Gretna, Virginia -- On June 28, 2010, the Town of Gretna, Virginia, entered into a settlement agreement with the Department resolving a complaint from a woman who wanted to sign up with a local non-profit agency to provide foster care in her home for two adults with intellectual disabilities. Her application for a special use permit was denied after a hearing at which townspeople expressed unfounded concerns about the people she would be caring for, but was subsequently granted after the Department became involved in the matter. Under the Agreement, the town will adopt nondiscrimination policies and practices with respect to land use decisions and will provide ADA training for town officials. The town also agreed to pay the complainant $60,000 in compensatory damages.
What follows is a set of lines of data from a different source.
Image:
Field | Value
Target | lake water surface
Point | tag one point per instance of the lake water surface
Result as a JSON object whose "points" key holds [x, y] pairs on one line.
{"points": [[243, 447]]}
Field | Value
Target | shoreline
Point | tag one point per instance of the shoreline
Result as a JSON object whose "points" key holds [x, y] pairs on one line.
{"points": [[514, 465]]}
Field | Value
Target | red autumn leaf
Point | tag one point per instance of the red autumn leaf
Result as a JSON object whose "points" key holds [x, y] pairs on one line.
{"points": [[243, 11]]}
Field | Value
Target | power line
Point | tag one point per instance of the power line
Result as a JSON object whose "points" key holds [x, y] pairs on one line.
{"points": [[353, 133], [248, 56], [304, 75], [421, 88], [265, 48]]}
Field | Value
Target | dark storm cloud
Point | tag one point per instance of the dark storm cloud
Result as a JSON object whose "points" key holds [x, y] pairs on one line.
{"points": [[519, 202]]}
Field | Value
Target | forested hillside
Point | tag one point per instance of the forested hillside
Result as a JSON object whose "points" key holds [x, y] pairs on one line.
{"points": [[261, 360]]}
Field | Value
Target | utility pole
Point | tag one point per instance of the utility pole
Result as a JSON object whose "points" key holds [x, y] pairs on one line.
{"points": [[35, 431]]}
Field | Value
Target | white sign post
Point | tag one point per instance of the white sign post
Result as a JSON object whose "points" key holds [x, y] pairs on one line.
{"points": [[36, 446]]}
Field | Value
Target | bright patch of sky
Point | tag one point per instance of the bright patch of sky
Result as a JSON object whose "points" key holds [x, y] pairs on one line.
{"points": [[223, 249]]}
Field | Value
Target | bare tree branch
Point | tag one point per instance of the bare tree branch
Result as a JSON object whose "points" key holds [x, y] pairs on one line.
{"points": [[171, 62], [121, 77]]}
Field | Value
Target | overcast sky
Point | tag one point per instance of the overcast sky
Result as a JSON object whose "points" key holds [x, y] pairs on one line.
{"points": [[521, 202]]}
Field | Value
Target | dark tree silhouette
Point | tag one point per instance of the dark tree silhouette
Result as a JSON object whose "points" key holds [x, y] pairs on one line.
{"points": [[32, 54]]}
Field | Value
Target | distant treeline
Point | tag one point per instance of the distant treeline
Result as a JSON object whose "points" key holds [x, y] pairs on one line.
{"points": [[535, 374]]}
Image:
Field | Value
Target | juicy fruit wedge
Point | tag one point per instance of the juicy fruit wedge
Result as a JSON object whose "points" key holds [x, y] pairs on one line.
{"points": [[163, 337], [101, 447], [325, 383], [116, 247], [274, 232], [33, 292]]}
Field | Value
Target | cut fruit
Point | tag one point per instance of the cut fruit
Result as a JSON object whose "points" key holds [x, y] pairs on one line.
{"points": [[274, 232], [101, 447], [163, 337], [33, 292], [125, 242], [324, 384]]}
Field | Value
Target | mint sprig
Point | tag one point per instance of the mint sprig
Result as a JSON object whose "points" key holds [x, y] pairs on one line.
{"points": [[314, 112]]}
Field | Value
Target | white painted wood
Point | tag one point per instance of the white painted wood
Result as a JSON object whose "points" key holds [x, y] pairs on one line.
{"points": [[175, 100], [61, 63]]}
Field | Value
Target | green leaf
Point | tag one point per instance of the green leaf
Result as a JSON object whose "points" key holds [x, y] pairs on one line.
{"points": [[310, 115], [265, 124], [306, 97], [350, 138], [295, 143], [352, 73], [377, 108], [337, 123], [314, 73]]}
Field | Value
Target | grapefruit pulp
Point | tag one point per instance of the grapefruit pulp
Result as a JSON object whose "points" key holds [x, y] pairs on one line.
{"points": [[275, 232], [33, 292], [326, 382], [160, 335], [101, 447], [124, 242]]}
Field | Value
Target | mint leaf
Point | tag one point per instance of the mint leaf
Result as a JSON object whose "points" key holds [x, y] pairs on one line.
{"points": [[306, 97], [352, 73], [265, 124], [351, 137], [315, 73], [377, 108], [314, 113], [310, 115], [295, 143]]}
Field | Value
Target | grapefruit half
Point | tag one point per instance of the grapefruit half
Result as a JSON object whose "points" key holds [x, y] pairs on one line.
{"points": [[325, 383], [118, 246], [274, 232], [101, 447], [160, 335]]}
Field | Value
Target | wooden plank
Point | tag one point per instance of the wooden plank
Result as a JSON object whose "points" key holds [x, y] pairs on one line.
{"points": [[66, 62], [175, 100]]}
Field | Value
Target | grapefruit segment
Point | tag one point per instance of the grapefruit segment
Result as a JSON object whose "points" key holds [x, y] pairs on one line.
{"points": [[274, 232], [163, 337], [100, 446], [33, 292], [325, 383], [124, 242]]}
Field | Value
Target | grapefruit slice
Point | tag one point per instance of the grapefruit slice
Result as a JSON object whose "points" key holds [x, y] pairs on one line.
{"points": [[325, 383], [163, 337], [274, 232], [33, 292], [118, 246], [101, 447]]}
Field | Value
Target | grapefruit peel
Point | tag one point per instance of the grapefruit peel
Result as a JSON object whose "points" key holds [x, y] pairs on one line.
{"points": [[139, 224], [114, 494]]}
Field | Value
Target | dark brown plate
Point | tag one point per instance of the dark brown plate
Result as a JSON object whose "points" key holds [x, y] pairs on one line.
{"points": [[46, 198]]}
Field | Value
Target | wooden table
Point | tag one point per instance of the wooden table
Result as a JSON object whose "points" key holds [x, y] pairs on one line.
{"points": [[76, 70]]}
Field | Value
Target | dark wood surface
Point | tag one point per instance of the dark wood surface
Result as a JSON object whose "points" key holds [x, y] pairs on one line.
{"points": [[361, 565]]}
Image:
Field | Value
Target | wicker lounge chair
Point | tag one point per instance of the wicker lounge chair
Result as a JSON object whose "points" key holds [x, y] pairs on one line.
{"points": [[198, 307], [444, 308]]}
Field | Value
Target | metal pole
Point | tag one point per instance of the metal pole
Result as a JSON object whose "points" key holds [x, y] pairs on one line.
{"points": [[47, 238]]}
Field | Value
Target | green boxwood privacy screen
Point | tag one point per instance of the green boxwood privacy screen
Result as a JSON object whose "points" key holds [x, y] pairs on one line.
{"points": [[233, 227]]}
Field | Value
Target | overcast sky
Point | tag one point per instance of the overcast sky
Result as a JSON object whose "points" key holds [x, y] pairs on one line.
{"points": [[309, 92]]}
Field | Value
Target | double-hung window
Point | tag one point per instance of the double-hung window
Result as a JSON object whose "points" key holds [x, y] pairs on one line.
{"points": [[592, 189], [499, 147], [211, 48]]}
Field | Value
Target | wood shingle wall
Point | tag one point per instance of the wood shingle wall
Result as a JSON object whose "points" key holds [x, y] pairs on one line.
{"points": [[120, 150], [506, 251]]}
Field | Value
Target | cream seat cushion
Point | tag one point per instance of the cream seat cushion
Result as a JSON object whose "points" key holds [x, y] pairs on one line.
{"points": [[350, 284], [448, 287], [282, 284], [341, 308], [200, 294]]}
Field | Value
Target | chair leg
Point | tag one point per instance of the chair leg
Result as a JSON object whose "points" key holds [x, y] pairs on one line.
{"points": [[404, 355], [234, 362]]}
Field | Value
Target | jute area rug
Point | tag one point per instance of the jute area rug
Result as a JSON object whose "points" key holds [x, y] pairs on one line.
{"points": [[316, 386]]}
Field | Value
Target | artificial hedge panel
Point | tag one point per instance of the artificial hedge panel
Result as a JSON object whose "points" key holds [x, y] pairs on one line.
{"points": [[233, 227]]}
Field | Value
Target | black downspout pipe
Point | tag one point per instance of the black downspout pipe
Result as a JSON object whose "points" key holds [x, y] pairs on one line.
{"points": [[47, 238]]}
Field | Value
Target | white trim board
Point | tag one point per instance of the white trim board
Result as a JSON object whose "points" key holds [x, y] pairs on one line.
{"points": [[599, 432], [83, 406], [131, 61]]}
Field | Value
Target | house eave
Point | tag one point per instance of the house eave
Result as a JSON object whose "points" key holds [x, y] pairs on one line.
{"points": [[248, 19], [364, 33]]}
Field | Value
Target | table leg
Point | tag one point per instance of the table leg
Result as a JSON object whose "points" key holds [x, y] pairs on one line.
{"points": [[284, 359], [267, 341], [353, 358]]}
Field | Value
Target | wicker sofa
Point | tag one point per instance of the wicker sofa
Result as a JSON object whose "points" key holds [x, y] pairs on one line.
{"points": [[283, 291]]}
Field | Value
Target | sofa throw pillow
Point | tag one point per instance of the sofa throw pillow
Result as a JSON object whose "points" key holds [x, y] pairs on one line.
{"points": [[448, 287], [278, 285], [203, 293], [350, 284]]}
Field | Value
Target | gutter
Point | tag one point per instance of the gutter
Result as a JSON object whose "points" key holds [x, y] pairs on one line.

Department Signs Additional Project Civic Access Agreements -- The Department signed four new agreements with local government entities under Project Civic Access (PCA), the Department's wide ranging initiative to work cooperatively with local governments to ensure that people with disabilities have an equal opportunity to participate in civic life, a fundamental part of American society. More than 175 agreements have been reached with communities small and large throughout the United States. PCA reviews have been conducted in all 50 States, as well as Puerto Rico and the District of Columbia, helping to improve the lives and broaden opportunities for more than three million individuals with disabilities. During this quarter, new agreements were signed with –

Project Civic Access was initiated to ensure that people with disabilities have an equal opportunity to participate in civic life. To carry out this project, Department investigators, attorneys, and architects survey State and local government facilities and programs across the country to identify modifications needed to comply with ADA requirements. Depending on the circumstances in each community, the agreements address specific areas where access can be improved, such as town halls and other government offices, places where public meetings are held, police and fire stations, community centers, local parks and recreational facilities, emergency 911 services, government websites, and polling places.

Title III

Stoneridge Germantown Falls Apartments, Memphis, Tennessee -- On April 6, 2010, Northland Germantown, LLC, of Memphis, Tennessee, entered into a settlement agreement with the U.S. Attorney's Office for the Western District of Tennessee resolving an ADA complaint alleging that the company had failed to remove architectural barriers at the leasing office of the Stoneridge Germantown Falls Apartments. The barriers included inaccessible parking, an inaccessible route from the parking lot to the entrance, an inaccessible entry, an inaccessible route from the leasing office to the site's swimming pool, inaccessible men's and women's restrooms, and an inaccessible after hours drop box. The agreement requires that all of these barriers be removed.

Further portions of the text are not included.